Si le recensement est obligatoire, l’amende liée au non-recensement a récemment été supprimée.
Composé essentiellement de serfs et miséreux, le quartier de Fer se veut peu attrayant de par ses rudes conditions de vie. Les différentes bâtisses s’élevant en son cœur demeurent fragiles et rongées par la misère, celles-ci ayant été initialement conçues à partir de bric et de broc. Le bois ainsi que les pierres sommairement taillées sont les matériaux majoritairement utilisés afin de renforcer les fondations et façades du quartier tombant en ruines. Casernes et geôles de petite ampleur viennent faire le lien entre le quartier de fer et l’allée du Pionnier, certaines de celles-ci faisant office de postes régulant la population dotée et sa répartition dans la cité ainsi que dans les divers corps de métier.

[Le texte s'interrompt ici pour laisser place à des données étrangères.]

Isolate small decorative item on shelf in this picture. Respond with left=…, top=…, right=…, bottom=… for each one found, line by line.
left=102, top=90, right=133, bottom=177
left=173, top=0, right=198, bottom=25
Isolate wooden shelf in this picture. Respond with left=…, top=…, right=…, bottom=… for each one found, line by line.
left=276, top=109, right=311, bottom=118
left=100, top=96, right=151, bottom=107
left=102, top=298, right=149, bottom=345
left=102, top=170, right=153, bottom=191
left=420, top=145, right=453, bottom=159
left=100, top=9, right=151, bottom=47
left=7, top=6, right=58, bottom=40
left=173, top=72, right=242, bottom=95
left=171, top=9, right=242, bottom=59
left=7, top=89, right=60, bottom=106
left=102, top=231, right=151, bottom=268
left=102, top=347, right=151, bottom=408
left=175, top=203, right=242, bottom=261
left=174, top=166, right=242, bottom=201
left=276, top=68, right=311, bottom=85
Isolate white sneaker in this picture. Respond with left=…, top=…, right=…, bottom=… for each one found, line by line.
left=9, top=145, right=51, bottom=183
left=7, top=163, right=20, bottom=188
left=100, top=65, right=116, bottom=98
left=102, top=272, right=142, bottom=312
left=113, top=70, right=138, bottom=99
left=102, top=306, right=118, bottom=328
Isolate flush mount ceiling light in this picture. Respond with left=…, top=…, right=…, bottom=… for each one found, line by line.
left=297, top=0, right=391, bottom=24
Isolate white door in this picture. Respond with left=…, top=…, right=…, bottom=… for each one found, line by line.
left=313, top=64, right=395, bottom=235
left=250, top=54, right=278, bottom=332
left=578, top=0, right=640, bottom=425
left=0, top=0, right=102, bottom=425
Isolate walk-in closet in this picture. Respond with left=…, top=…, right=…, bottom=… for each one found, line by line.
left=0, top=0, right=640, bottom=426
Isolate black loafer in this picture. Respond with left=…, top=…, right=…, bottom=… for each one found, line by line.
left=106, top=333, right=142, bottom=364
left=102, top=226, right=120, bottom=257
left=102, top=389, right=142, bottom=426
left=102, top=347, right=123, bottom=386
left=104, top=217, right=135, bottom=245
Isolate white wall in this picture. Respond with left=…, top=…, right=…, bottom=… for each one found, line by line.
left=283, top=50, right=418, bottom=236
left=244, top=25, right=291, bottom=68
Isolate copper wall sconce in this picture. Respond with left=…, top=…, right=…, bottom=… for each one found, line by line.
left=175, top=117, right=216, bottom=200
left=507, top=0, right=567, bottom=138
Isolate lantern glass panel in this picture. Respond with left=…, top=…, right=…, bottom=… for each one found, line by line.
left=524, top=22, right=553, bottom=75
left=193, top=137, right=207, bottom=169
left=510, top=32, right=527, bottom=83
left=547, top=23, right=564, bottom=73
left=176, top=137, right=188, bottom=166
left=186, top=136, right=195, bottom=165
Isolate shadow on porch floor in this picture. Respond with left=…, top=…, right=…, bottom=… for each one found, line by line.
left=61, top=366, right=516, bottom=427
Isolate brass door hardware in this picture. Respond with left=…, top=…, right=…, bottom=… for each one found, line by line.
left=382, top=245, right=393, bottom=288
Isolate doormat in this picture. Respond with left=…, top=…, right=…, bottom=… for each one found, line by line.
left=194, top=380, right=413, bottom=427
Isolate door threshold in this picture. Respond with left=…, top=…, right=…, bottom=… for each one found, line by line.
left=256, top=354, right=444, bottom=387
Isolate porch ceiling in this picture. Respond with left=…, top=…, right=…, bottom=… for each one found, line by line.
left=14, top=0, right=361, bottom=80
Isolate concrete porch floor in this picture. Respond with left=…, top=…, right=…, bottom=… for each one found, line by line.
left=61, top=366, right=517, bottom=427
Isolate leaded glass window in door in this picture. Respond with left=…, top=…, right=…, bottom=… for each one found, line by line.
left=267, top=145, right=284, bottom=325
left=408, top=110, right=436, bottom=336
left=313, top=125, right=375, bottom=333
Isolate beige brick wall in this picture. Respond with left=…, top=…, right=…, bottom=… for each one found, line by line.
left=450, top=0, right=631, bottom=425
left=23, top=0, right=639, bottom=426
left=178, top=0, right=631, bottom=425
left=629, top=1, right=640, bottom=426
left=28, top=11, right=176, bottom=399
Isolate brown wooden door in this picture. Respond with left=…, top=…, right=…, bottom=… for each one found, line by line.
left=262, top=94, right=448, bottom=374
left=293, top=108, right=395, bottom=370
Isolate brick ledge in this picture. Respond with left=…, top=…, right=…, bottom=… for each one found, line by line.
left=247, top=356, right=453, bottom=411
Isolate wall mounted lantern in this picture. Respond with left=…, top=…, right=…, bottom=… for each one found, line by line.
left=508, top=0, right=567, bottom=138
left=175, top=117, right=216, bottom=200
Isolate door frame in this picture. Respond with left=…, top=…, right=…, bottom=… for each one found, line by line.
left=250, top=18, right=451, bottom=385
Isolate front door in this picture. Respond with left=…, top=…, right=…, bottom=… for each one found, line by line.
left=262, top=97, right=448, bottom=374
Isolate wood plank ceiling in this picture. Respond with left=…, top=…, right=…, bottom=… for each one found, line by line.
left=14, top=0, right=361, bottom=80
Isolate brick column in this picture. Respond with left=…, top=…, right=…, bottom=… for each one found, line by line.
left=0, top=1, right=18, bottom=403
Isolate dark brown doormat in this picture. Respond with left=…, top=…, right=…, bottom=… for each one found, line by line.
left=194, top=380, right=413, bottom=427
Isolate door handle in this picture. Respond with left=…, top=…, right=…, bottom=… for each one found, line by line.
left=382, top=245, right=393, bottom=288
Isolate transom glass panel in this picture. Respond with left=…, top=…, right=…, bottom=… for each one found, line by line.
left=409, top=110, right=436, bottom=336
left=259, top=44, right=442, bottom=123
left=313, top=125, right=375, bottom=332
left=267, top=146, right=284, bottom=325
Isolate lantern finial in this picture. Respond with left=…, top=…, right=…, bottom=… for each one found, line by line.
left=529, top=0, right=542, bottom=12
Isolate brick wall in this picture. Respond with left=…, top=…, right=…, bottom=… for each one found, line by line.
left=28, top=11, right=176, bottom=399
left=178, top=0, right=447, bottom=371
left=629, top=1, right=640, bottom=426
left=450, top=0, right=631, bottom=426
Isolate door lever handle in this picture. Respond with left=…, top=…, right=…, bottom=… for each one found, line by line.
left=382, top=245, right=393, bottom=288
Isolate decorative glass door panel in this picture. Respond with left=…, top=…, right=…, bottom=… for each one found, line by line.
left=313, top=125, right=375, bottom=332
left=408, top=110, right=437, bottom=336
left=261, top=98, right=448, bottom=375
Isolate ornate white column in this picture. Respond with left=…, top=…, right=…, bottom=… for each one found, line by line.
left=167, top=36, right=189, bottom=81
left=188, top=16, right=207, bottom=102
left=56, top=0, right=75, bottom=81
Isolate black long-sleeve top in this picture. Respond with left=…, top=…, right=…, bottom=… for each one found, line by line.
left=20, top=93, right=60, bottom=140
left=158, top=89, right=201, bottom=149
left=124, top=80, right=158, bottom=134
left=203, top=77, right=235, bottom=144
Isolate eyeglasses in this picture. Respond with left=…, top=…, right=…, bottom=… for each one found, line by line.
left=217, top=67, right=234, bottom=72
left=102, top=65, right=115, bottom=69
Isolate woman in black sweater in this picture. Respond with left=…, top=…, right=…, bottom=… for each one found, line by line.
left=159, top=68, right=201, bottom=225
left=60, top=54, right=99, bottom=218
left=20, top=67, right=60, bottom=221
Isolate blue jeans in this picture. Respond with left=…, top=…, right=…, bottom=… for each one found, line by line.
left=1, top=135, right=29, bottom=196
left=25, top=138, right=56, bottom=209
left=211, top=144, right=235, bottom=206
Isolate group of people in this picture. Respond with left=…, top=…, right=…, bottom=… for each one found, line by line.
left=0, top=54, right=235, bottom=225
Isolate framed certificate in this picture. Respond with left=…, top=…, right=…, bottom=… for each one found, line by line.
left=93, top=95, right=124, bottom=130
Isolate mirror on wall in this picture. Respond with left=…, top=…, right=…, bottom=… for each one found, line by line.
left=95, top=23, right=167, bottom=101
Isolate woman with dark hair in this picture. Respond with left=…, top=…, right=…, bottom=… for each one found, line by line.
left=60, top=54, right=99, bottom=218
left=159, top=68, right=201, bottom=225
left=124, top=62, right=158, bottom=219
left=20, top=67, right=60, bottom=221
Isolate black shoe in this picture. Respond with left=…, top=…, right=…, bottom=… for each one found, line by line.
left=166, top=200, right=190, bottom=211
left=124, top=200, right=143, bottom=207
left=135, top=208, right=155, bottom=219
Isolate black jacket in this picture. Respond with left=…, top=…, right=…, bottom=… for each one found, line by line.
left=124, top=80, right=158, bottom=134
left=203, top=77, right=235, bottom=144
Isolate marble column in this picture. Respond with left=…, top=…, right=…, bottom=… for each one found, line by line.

Accueillant un grand nombre des entrepôts de la cité, le quartier de fer ne présente que peu d’établissements tels qu’auberges et tavernes. L’on raconte qu’à l’orée du quartier, quelques masures délabrées seraient uniquement vouées à la détention de lépreux jusqu’à ce que la mort leur permette de regagner la communauté locale, quoique certaines dépouilles ne soient enterrées aux côtés de défunts sains. Peu de soins sont accordés à ces malades, la population liviennoise s’étant détournée de ces maux incurables, faute de moyens.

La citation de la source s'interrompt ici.